Лишенный почвы (само слово «почва» на русском языке предполагает идею укорененности), оторванный от корней или, если воспользоваться известной мифологемой американской культуры, «унесенный ветром» и потерянный на мостовых больших городов, современный человек утрачивает чувство реальности, его воображение самоуничтожается вместо того, чтобы укореняться в реальности и развиваться до бесконечности.
Хорошо известно, что в «Человеке толпы» задействована тема двойника, которая, естественно, возвращает нас к Достоевскому. И можно думать, что городской рассказ По действительно заключает в себе некие мотивы, связывающие его с «Преступлением и наказанием» – первым из «великих романов», в котором русский писатель стал целенаправленно развивать тему взаимного влияния современного города (места скученности и одиночества) и современного человека, оторвавшегося от живых корней и живущего в соответствии со своим «резонирующим умом».
Раскольников, который, коротко говоря, хочет стать Цезарем, Наполеоном или – никем, безусловно, имеет собственную теорию, но Достоевский напоминает нам, что в этом прометеевском персонаже сосредоточена целая философская традиция, утверждавшая и независимость, и всемогущество человека. Вместе с тем можно сказать, что Раскольников Достоевского гениально воплощает собой одну идею По из «Беседы Моноса и Уны»: «Как можно было предположить, исходя из причины его расстройства, его заразила страсть к системе и абстракции. Он запутался в обобщениях»[212].
Раскольников действительно запутался в обобщениях и деталях – просто потому, что видение мира и человека, на котором основывалась его теория, было по своей сути ошибочным, извращенным, перверсивным. Однако для этого «одержимого» («одержимого» прежде всего в том смысле, который придавал этому слову Достоевский: «одержимого идеей», неспособного открыть «всю красоту реального» и тем более укоренить в нем собственную идею) петербургское пространство становится одновременно и грезой, и кошмаром. Хотя ему случается запираться в своей комнате-шкафу в те моменты, когда тревога становится совсем невыносимой, персонаж Достоевского, подобно человеку толпы, постоянно бродит по улицам Петербурга, по оживленному торговыми рядами кварталу Апраксина двора: он действительно как будто не в состоянии оставаться наедине с собой и со своей идеей, испытывая потребность в чьем-нибудь присутствии; и в то же время не может выносить присутствия других людей дольше нескольких минут. И большой город этому способствует – ведь именно он выступает одновременно и символом изменения мира, и идеальным местом, где гордый интеллектуал может развивать свои смертоносные умозаключения, столь же опасные, сколь опасны некоторые «knowledge» и «fancy» По.

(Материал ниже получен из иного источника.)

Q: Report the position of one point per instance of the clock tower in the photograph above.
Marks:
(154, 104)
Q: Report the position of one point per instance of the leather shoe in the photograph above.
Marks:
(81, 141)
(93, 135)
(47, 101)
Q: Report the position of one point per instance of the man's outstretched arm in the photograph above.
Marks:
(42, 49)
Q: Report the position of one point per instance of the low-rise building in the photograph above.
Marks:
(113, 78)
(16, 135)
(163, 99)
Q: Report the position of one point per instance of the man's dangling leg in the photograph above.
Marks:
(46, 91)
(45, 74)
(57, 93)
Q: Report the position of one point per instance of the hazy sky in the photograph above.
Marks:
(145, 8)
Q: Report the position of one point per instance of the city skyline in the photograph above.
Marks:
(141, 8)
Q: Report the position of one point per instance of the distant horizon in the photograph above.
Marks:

Наши размышления о современном мире и об одном из самых эмблематических его пространств – о большом городе – подводят нас наконец к вопросу о «странности» и «чужестранности». Его мы попытаемся прояснить в дальнейшем изложении: в семантическом ореоле этого понятия, как мы полагаем, три наши автора встречаются как нельзя более определенно, правда давая ему различные имена: «причудливое», «чужестранное» или «фантастическое».